L7HM77

joined 4 weeks ago
[–] L7HM77@sh.itjust.works 2 points 2 weeks ago* (last edited 2 weeks ago) (1 children)

Rambling StoryOnce, I had an El Cheapo and very questionable SATA SSD fail on my system. Had similar symptoms, Windows would hang and crash at random, becoming more frequent over time. Found out while digging through Windows logs and troubleshooting, that the system would crash when trying to access the drive via the file explorer, because the drive would disconnect. The SSD seemed to fail slowly, but I was using it as a faster workspace and saving everything to an HDD, so I never looked into the possibility of a failing drive until the system wouldn't boot. Removing the drive cured everything. I should probably note that the failed SSD wasn't the boot drive, it was used strictly for data, so the OS wasn't being unmounted directly. I think the drive itself was shorting out some of the SATA pins, scrambling the whole bus.

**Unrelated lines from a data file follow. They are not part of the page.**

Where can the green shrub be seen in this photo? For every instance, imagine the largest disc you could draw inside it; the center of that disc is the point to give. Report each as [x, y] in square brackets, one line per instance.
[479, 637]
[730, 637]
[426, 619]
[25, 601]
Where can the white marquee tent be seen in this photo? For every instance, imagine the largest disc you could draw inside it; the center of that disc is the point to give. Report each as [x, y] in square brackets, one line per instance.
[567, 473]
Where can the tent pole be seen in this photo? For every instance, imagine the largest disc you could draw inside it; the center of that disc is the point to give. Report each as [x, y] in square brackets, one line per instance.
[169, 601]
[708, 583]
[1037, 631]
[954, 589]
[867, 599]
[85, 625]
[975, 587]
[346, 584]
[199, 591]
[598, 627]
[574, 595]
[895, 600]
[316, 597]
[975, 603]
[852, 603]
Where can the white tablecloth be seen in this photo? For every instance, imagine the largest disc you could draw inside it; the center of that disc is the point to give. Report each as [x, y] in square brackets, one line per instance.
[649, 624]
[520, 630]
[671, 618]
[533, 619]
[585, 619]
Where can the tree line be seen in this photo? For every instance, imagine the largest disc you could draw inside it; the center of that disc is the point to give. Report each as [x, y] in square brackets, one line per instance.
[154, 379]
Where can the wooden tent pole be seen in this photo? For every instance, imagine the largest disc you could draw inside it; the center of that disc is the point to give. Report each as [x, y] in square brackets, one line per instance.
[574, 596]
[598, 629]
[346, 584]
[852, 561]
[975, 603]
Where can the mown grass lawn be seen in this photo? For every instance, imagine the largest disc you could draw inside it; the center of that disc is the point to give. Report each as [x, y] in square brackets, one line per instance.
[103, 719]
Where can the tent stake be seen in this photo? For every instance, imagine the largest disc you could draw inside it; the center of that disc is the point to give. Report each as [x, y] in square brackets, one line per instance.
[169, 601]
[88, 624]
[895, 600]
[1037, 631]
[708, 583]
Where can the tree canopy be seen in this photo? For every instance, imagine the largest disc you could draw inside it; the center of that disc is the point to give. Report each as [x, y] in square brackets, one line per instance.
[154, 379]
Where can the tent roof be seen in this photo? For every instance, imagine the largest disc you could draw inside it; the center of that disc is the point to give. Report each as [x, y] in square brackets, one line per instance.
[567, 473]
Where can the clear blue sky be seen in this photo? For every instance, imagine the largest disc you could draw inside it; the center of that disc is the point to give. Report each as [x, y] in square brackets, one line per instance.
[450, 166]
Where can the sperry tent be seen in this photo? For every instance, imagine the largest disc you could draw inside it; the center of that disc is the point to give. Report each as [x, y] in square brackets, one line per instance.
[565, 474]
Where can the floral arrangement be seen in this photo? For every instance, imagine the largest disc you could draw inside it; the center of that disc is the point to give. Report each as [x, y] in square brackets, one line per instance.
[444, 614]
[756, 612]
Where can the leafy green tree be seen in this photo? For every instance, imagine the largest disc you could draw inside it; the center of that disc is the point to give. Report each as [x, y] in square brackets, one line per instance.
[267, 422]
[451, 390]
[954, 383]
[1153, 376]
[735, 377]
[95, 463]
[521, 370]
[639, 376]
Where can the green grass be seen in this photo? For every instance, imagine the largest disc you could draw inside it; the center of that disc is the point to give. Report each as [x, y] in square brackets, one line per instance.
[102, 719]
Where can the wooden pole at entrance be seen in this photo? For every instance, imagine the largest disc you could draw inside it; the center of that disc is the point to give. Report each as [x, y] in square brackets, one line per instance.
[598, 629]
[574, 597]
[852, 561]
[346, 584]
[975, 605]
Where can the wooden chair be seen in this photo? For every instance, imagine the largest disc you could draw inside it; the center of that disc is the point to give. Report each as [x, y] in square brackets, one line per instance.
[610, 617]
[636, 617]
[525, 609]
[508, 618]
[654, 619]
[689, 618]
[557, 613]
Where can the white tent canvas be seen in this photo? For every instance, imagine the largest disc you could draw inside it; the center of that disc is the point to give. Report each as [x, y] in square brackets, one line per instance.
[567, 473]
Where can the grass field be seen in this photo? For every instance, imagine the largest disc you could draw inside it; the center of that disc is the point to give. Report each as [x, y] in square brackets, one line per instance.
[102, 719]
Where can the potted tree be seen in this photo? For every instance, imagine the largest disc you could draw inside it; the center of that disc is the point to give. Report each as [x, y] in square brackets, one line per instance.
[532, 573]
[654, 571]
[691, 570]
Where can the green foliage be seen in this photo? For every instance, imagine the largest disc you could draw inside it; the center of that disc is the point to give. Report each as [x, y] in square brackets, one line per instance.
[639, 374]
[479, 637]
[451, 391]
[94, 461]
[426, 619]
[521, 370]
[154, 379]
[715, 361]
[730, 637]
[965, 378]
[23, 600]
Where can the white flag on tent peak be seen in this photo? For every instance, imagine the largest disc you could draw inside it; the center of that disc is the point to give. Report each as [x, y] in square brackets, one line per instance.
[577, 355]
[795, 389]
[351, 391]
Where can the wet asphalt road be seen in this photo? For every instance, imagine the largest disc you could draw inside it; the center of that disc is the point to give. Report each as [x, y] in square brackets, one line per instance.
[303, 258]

Several years later, on the Linux side of things, I found out that fstab can prevent booting if a storage device is missing. Fstab had auto configured an external drive enclosure as a critical component on a fresh install. Not sure what the error messages would look like if an internal data drive mounted as critical disconnected on a running system, but I would assume Linux would halt even if no processes are running from the drive.

I'm not sure what the symptoms would have been if my SSD drive failed while running Linux. My gut says it would show similar to your Linux dmesg, like the boot drive I/O disconnecting or becoming inaccessible.

I've also had a system with an AMD processor fail to boot, but that one wouldn't even POST. Fixed that one by finally reseating the CPU. Turns out that's a common issue with some AMD CPUs using the AM4 socket, found a lot of complaints online for that one after the fact.

Since your system runs fine from a live USB, and you've already replaced the M.2 drive, I would try running the system without any SATA drives installed, and try to force a crash until you feel confident the issue is gone.

If the problems still persist, then I would look at getting a cheap fresh HDD and new SATA cable, installing a temporary OS, and try the test again.

If it STILL crashes, I would look at removing all unnecessary hardware from the motherboard and slowly testing each stage as you rebuild.